There is quite some bloat in the bytecode. Javac is not really optimizing much (if anything at all). Often optimizations in the bytecode result in lesser JIT-generated native code. So you sholdn’t expect too much from hand-optimizing bytecode, although some more benchmarks should be nice on this one.

Silly that someone would write code that did 2 identical sqrt on consecutive lines?

There is one thing I would disagree with in the mentioned article, The final example is overly naive and misleading, and is certainly not a valid reason to move a loop counter outside of it’s correct scope.

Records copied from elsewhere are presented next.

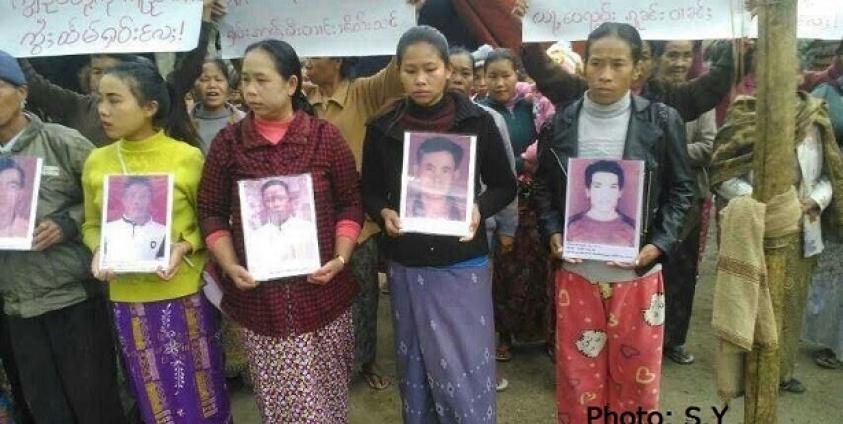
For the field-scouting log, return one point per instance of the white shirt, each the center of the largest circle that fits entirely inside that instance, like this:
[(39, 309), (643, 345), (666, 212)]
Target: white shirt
[(291, 245), (127, 242)]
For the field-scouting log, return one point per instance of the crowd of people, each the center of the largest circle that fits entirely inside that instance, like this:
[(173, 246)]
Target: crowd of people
[(167, 346)]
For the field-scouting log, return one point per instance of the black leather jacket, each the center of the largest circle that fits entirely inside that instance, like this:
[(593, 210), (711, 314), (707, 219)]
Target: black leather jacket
[(656, 135)]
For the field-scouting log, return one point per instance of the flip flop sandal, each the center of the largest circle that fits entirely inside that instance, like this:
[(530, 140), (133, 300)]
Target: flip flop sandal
[(503, 354), (827, 359), (793, 386), (376, 381)]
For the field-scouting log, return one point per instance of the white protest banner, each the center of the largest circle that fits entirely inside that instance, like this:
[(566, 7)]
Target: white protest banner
[(553, 20), (64, 27), (821, 19), (317, 27)]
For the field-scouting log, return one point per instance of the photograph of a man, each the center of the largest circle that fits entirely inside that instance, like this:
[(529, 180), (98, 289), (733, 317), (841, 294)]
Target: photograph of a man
[(134, 235), (436, 171), (12, 186), (18, 195), (281, 237), (437, 183), (602, 210), (603, 222)]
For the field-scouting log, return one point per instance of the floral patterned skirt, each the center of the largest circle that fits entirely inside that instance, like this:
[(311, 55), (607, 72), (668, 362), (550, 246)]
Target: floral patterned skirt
[(303, 378), (174, 359)]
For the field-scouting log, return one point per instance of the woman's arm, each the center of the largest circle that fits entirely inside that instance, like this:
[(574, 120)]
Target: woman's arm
[(501, 187), (374, 186), (546, 183), (377, 90), (702, 146), (551, 80), (678, 190), (345, 186), (692, 99)]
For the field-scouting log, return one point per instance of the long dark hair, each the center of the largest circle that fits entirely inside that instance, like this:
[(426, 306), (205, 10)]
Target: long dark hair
[(625, 32), (423, 34), (147, 85), (227, 71), (461, 51), (287, 64)]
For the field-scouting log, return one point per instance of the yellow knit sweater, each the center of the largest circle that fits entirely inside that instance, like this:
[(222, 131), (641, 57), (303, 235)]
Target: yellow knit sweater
[(156, 154)]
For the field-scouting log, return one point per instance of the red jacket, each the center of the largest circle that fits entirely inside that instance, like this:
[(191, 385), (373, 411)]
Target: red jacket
[(289, 306)]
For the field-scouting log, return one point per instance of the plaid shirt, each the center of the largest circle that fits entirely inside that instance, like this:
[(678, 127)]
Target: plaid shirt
[(290, 305)]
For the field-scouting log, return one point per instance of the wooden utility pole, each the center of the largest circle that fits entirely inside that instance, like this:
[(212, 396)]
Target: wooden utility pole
[(774, 171)]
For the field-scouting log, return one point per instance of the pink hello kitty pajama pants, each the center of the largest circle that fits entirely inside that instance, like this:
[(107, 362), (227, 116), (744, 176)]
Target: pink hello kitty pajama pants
[(608, 345)]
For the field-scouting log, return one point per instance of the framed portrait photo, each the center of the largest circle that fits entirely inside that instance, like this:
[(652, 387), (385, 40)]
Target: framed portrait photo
[(20, 180), (136, 223), (279, 226), (603, 206), (437, 183)]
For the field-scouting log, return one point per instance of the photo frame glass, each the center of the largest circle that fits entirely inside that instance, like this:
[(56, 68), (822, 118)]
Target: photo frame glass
[(603, 204), (279, 226), (437, 183), (20, 182), (136, 223)]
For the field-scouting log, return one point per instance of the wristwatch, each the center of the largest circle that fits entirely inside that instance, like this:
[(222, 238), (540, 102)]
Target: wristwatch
[(342, 260)]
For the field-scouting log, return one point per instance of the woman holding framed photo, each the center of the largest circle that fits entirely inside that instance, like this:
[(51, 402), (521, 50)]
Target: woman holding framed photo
[(440, 285), (165, 326), (297, 330), (610, 315)]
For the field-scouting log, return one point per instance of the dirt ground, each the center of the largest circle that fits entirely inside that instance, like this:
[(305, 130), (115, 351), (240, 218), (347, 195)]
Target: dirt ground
[(530, 397)]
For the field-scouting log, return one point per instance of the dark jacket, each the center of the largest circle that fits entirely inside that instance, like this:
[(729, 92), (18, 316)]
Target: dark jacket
[(521, 124), (691, 99), (656, 135), (382, 166)]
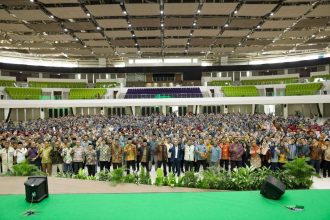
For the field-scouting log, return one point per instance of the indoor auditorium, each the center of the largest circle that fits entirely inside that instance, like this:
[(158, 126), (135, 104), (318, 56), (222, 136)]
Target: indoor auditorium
[(165, 109)]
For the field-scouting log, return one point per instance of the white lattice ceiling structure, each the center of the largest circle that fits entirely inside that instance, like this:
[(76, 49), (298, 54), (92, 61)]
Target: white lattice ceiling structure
[(91, 29)]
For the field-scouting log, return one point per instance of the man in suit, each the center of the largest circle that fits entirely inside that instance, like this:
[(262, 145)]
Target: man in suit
[(162, 155), (176, 156)]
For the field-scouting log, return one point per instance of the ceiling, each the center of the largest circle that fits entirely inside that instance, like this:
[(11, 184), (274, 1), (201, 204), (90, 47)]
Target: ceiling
[(90, 29)]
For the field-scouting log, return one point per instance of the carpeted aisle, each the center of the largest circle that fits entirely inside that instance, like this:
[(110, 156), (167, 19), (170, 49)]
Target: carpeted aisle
[(169, 206)]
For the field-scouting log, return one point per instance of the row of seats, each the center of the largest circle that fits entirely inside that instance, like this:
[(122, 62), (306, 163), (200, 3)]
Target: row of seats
[(57, 84), (240, 91), (87, 93), (219, 83), (7, 83), (303, 89), (270, 81), (106, 85), (24, 93)]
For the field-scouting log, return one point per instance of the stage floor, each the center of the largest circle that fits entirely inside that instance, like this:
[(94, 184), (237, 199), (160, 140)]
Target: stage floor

erikd - the behaviour between the client and server jits is definitely different but nevertheless our app gets stuck at a low framerate with either.
I get the same behaviour within the ide (NetBeans in this case) and wrapped as a standalone binary.
We usually set the heap to 256M. It’s possible this changes the behaviour but hard to tell.
Your question about the profiler is interesting as that always has the low framerate even when I’ve excluded all of the time critical classes from being profiled - I’m guessing that the profiler disables the JIT?

cas - are you sure jits are completely repeatable? Surely in a multithreaded app, some methods may clock up their 1500 invocations sooner than others and then (and I’m guessing here) they may be filling the queue to the JIT. Where should I be looking for alignment issues? Aren’t nio buffers suitably aligned at allocation?

Thanks,
Dave

[quote]So you sholdn’t expect too much from hand-optimizing bytecode, although some more benchmarks should be nice on this one.
[/quote]
Optimizing byte code has no impact, in my experience (well, not with HotSpot).
I ran JEmu2 through ProGuard once, which reported it had done more than 3000 optimizations, but there was no noticable change in performance in the end result.
I guess it might be useful for J2ME, or simple interpreting JVM’s.

[quote]Your question about the profiler is interesting as that always has the low framerate even when I’ve excluded all of the time critical classes from being profiled - I’m guessing that the profiler disables the JIT?
[/quote]
I’m mainly using -Xprof to profile, and that definitely doesn’t disable the JIT.

Even in that area I have never noticed a perceivable performance improvement caused by bytecode optimisers alone.
Typically 80-90% of the game loop is spent rendering images anyway, so a 5% improvement in the performance of the game logic is largely unnoticed.

you could run your game with -XX:+PrintCompilation and see wether there is any difference between a fast and a slow run.
I really doubt that this has anything to do with the JIT compiler, because client and server-compiler are so different that its really unlikely the problem results from generated code or code generation itself. Client compiles so fast it should not be noticed at all.

Try to run with XProf and if that does not help profile with netbeans or some other profilers and bet you still get a slow case. however I guess profilers would slow down your game too much, so XProf is probably the best choice.

Performance of JRE and JDK is equal.

By the way you could try Excelsior-JET, a quite good java-to-native compiler. They have trial versions, it qould be quite interesting to see wether the problem happens there too…

Good luck, lg Clemens

I came up with a way to create a misaligned FloatBuffer.

ByteBuffer bb = …nicely…aligned…
bb.position(1);
FloatBuffer fb = bb.asFloatBuffer();

My sympathy for those who did, and thought nobody would ever know.